Dr. Matthew Bowker leads the team that is seeking to understand the potential of biocrust restoration to serve as an effective carbon removal approach while also mitigating societal risks due to fire. In this novel drawdown technique, suitable for water-limited ecosystems, biocrust “sods” are farmed in thin soil layers over biodegradable plant-derived fabrics and applied to degraded drylands, where they maintain themselves and store carbon – fast-tracking biocrust growth to months (compared to natural rates of years to decades). Sod variations are optimized for native plant growth or excluding flammable weeds, determined by site conditions and restoration goals, increasing the residence time of carbon in drylands by reducing wildfire risk.

DIRT Lab’s restoration work is already occurring at a sod farm and a handful of 2-6 year old experimental application sites across the southwest US, in settings including vehicle tracks, burned areas, solar installations, and overgrazed rangelands. These test plots are pursuing landscape-scale impacts through strategic small-area treatment: creating fire breaks that constrain exotic-grass fueled wildfires, lengthening carbon residence time, and serving as “restoration islands” from which productive biocrusts spread, improving ecosystem carbon cycling.

But beneficial uses for biocrust restoration and sods are not confined to desert wildlands. They could be incorporated into green roofs to boost biodiversity and dampen unwanted runoff and cool the human environment; used to protect and conserve cultural sites and objects, like earthen sections of the Great Wall of China; immobilize pollutant metals and plausibly reclaim brownfields; provide an alternative water-smart cover crop in agricultural field; and help keep wildfire out of the wildland-urban interface. All of these examples produce benefits for society in natural systems, agro-ecosystems or the built environment while conferring the ability to a surface to draw down carbon.

During this research period, the team will extend experimental monitoring to understand longer-term fate of biocrust-fixed carbon, and how sod use could be expanded to new settings, ultimately building public capacity for carbon dioxide removal (CDR). Methods are transferable to communities for local-scale production, application, citizen science, education or pioneering new uses in the built environment; future users may include land managers (public or private), policymakers, ecological engineers and even urban planners, landscape architects, and farmers. As the research yields results, the team will help leverage that knowledge to do effective climate action and transfer knowledge so that it can catalyze community climate resilience.
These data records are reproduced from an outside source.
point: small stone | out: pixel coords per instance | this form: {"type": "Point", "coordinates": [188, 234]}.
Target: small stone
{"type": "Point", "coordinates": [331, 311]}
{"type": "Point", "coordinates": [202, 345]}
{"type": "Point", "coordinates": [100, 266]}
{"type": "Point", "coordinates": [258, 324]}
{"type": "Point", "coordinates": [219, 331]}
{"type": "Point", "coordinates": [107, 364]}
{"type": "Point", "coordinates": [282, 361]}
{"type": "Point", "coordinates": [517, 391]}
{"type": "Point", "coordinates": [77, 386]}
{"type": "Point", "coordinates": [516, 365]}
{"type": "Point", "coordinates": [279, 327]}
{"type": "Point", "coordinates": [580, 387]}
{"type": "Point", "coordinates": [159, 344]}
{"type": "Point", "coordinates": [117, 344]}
DIRT Lab operates under the guiding principle “Humans welcome: diversity is strength;” the researchers’ guiding principles include: the goal of science is the truth, minimize environmental degradation, science is for the people (not just scientists), and collaboration not competition. The lab will publish its results in peer-reviewed scientific publications as well as non-technical, accessible resources like its biocrust restoration manual. The team ultimately hopes to launch a non-profit service lab that produces biocrust sods for various users.